Scraping

Misc

  • Packages

    • {rvest}
    • {rselenium}
    • {selenium}
    • {selenider} - Wrapper functions around {chromote} and {selenium} functions that utilize lazy element finding and automatic waiting to make scraping code more reliable
    • {shadowr} - For shadow DOMs
  • Resources

  • In loops, use Sys.sleep (probably) after EVERY selenium function. Sys.sleep(1) might be all that’s required. ({selenider} fixes this problem)

    • See Projects > foe > gb-level-1_9-thread > scrape-gb-levels.R
    • Might not always be needed, but absolutely need if you’re filling out a form and submitting it.
    • Might even need one at the top of the loop
    • If a Selenium function stops working, adding Sys.sleeps are worth a try.
  • Sometimes clickElement( ) stops working for no apparent reason. When this happens used sendKeysToElement(list("laptops",key="enter"))

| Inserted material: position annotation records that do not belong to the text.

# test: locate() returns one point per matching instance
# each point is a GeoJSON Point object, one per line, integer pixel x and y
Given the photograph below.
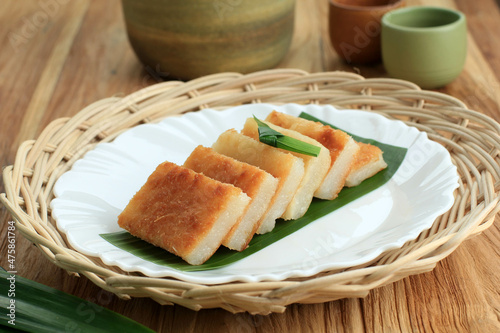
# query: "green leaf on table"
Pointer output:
{"type": "Point", "coordinates": [34, 307]}
{"type": "Point", "coordinates": [393, 155]}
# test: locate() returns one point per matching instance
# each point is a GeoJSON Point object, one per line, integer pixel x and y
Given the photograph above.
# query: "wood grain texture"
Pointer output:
{"type": "Point", "coordinates": [60, 56]}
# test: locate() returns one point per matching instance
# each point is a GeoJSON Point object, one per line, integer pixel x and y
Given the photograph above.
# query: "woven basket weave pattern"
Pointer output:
{"type": "Point", "coordinates": [472, 139]}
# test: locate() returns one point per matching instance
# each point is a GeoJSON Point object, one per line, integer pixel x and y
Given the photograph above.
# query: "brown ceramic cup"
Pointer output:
{"type": "Point", "coordinates": [187, 39]}
{"type": "Point", "coordinates": [354, 27]}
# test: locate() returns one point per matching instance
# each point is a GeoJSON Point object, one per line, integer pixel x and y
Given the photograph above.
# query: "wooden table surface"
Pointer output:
{"type": "Point", "coordinates": [59, 56]}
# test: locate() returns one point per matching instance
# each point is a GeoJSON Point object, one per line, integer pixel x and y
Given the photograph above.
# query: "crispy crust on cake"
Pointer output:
{"type": "Point", "coordinates": [369, 162]}
{"type": "Point", "coordinates": [287, 168]}
{"type": "Point", "coordinates": [259, 185]}
{"type": "Point", "coordinates": [343, 150]}
{"type": "Point", "coordinates": [177, 208]}
{"type": "Point", "coordinates": [316, 169]}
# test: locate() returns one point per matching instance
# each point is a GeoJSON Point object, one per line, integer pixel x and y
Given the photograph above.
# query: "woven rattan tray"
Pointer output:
{"type": "Point", "coordinates": [472, 139]}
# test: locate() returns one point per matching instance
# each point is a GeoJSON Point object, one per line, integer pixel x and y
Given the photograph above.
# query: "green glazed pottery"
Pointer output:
{"type": "Point", "coordinates": [424, 45]}
{"type": "Point", "coordinates": [185, 39]}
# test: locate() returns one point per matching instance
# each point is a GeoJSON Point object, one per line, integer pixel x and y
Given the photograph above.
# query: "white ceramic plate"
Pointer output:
{"type": "Point", "coordinates": [90, 196]}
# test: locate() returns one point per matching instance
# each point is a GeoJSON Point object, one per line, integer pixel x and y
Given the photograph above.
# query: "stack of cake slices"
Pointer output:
{"type": "Point", "coordinates": [239, 187]}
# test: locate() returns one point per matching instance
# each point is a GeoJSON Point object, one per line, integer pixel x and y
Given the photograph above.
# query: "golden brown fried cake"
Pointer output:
{"type": "Point", "coordinates": [369, 162]}
{"type": "Point", "coordinates": [183, 212]}
{"type": "Point", "coordinates": [259, 185]}
{"type": "Point", "coordinates": [343, 150]}
{"type": "Point", "coordinates": [287, 168]}
{"type": "Point", "coordinates": [316, 169]}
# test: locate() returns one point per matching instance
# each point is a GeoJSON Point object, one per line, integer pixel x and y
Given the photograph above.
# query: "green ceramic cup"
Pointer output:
{"type": "Point", "coordinates": [424, 45]}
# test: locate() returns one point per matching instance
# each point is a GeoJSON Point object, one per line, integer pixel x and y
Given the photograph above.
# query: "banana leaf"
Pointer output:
{"type": "Point", "coordinates": [393, 156]}
{"type": "Point", "coordinates": [29, 306]}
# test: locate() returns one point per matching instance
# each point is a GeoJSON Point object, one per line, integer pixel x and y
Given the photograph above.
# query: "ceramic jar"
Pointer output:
{"type": "Point", "coordinates": [192, 38]}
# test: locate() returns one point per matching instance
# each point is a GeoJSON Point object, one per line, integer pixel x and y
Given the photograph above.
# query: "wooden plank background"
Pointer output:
{"type": "Point", "coordinates": [59, 56]}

  • In batch scripts (.bat), sometimes after a major windows update, the Java that selenium uses will trigger Windows Defender (WD) and cause the scraping script to fail (if you have it scheduled). If you run the .bat script manually and then when the WD box rears its ugly head, just click ignore. WD should remember after that and not to mess with it.

  • RSelenium findElement(using = "") options “class name” : Returns an element whose class name contains the search value; compound class names are not permitted.

    • “css selector” : Returns an element matching a CSS selector.

    • “id” : Returns an element whose ID attribute matches the search value.

    • “name” : Returns an element whose NAME attribute matches the search value.

    • “link text” : Returns an anchor element whose visible text matches the search value.

    • “partial link text” : Returns an anchor element whose visible text partially matches the search value.

    • “tag name” : Returns an element whose tag name matches the search value.

    • “xpath” : Returns an element matching an XPath expression.

Terms

  • Static Web Page: A web page (HTML page) that contains the same information for all users. Although it may be periodically updated, it does not change with each user retrieval.

  • Dynamic Web Page: A web page that provides custom content for the user based on the results of a search or some other request. Also known as “dynamic HTML” or “dynamic content”, the “dynamic” term is used when referring to interactive Web pages created for each user.

rvest

  • Misc

    • Notes from: Pluralsight.Advanced.Web.Scraping.Tactics.R.Playbook
  • Uses css selectors or xpath to find html nodes

    library(rvest)
    page <- read_html("<url>")
    node <- html_element(page, xpath = "<xpath>"
    • Find css selectors
      • selector gadget
        1. click selector gadget app icon in Chrome in upper right assuming you’ve installed it already
        2. click item on webpage you want to scrape
          • it will highlight other items as well
        3. click each item you DON’T want to deselect it
        4. copy the selector name in box at the bottom of webpage
        5. Use html_text to pull text or html_attr to pull a link or something
      • inspect
        1. right-click item on webpage
        2. click inspect
        3. html element should be highlighted in elements tab of right side pan
        4. right-click element –> copy –> copy selector or copy xpath
  • Example: Access data that needs authentication (also see RSelenium version)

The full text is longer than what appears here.